Durham groups concerned over possible federal funding cuts
Posted March 10, 2017 4:56 p.m. EST
Updated March 10, 2017 6:51 p.m. EST
WASHINGTON — Housing Secretary Ben Carson reassured his agency that budget cuts may not be as steep as some fear, even as housing advocates and others brace for deep reductions to public housing and anti-poverty programs.
The cuts said to be under consideration, more than $6 billion, would target community development block grants and some public housing money. The idea would be to help offset some of the $54 billion increase in defense spending that President Donald Trump is seeking.
In an email Thursday to Department of Housing and Urban Development employees, the newly-confirmed Carson cautioned that the budget numbers were preliminary and that "starting numbers are rarely final numbers."
"Rest assured, we are working hard to support those programs that help so many Americans, focus on our core mission, and ensure that every tax dollar is spent wisely and effectively," wrote Carson, who was confirmed as HUD secretary late last week.
On Friday, Durham leaders spent the day developing emergency plans in case the cuts impact them.
"It's an extremely big matter of concern for us," said Anthony Scott, Durham Housing Authority’s CEO. "With this sort of cut, it's going to devastate our ability to operate in a way that's acceptable."

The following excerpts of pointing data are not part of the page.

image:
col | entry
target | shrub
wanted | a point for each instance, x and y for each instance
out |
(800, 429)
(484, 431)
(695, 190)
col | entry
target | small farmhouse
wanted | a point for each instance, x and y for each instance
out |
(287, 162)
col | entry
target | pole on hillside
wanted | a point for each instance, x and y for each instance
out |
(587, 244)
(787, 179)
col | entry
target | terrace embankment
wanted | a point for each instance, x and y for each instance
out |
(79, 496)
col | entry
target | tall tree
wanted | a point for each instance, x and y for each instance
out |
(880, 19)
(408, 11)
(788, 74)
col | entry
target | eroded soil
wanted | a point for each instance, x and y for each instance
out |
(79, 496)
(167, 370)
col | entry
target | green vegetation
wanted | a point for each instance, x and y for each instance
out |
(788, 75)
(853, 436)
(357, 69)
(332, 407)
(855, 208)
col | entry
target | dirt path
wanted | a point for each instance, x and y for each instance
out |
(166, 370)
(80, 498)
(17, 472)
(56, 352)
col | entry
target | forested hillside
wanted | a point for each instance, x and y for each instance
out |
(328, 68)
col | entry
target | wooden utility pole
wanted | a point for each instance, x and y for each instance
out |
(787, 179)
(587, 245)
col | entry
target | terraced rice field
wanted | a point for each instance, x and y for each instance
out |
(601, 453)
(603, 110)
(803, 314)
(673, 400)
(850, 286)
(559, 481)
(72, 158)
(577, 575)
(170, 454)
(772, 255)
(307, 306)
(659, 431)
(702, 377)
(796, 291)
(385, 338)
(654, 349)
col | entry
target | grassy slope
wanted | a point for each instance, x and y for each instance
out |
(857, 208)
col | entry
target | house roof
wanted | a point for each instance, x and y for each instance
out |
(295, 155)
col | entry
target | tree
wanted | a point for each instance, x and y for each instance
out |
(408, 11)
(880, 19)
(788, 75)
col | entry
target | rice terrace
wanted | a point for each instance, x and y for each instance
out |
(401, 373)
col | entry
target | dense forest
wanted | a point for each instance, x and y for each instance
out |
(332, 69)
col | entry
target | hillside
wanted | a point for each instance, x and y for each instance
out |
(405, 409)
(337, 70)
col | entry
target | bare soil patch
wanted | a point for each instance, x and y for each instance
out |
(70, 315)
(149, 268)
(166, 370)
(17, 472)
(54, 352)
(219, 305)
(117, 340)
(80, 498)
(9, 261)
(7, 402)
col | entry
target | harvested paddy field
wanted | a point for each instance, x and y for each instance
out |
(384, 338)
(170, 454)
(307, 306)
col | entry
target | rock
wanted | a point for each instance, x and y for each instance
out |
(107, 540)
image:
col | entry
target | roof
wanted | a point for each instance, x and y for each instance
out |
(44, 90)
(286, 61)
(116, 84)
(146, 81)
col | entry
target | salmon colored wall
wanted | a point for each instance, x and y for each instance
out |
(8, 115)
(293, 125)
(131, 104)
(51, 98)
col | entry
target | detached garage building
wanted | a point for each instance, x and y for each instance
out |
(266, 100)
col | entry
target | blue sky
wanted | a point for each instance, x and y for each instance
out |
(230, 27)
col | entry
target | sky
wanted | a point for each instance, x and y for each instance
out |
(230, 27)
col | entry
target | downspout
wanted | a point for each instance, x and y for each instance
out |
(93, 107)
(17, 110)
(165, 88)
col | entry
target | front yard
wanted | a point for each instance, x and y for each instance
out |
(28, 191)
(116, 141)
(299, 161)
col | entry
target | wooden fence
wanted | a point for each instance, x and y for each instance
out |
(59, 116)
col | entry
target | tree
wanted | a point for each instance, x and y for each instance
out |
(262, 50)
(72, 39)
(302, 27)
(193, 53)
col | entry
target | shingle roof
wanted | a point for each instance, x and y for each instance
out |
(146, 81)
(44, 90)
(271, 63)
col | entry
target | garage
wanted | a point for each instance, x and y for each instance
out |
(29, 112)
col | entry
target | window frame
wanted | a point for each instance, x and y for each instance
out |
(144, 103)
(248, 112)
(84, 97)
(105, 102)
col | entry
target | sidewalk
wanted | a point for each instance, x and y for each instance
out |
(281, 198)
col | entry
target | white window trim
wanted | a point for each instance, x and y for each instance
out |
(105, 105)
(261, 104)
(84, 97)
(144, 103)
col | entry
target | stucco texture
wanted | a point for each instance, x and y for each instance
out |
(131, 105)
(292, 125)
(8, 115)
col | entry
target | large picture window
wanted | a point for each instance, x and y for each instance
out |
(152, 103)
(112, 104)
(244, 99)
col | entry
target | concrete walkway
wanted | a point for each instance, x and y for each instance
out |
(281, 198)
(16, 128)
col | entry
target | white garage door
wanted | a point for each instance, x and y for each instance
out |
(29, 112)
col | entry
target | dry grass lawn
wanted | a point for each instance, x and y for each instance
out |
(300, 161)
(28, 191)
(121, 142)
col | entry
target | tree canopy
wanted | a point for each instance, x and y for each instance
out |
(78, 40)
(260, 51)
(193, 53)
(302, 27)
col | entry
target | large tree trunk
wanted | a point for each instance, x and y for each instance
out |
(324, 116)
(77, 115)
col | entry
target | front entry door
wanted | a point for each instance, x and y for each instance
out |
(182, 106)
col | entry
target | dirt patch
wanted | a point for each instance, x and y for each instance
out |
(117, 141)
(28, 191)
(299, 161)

The Washington Post reported late Wednesday that early numbers for fiscal year 2018 showed HUD's overall budget being slashed about 14 percent, to $40.5 billion — including cuts of about $2 billion from public housing funds and the elimination of the Community Development Block Grant Program, which funds local improvement efforts and other programs.
"We are now probably going to be in a position where we're going to have to freeze," Scott said. "At least until we know what's happening."
At Durham's Families Moving Forward, Executive Director Ryan Fehrman said the cuts are also a concern to his group.
"It's definitely a real threat," he said. "It's really a critical part of our funding stream, so it would be a tough loss for us."
Fehrman said at this point, all he can do is hope the proposal doesn't come to fruition.
"My personal hope with the new administration was that there was going to be attention to the little guy,” he said. “You know, the person that had been ignored or was kind of behind the eight ball. It's very discouraging to kind of see these types of cuts at programs targeting poor folks so quickly.”
At his confirmation hearing in January, Carson took a softer approach toward the role of the federal government than he sometimes did on the presidential campaign trail, where he challenged Trump for the GOP nomination.
When reminded that he had called for across-the-board agency spending cuts of 10 percent during the campaign, Carson told the Senate banking committee that he later modified that amount to 1 percent.
He also said HUD's rental assistance programs are "essential" to millions of Americans and said the agency had many good programs.
He added, though: "We don't want it to be way of life. ... We want it to be a Band-Aid and a springboard to move forward."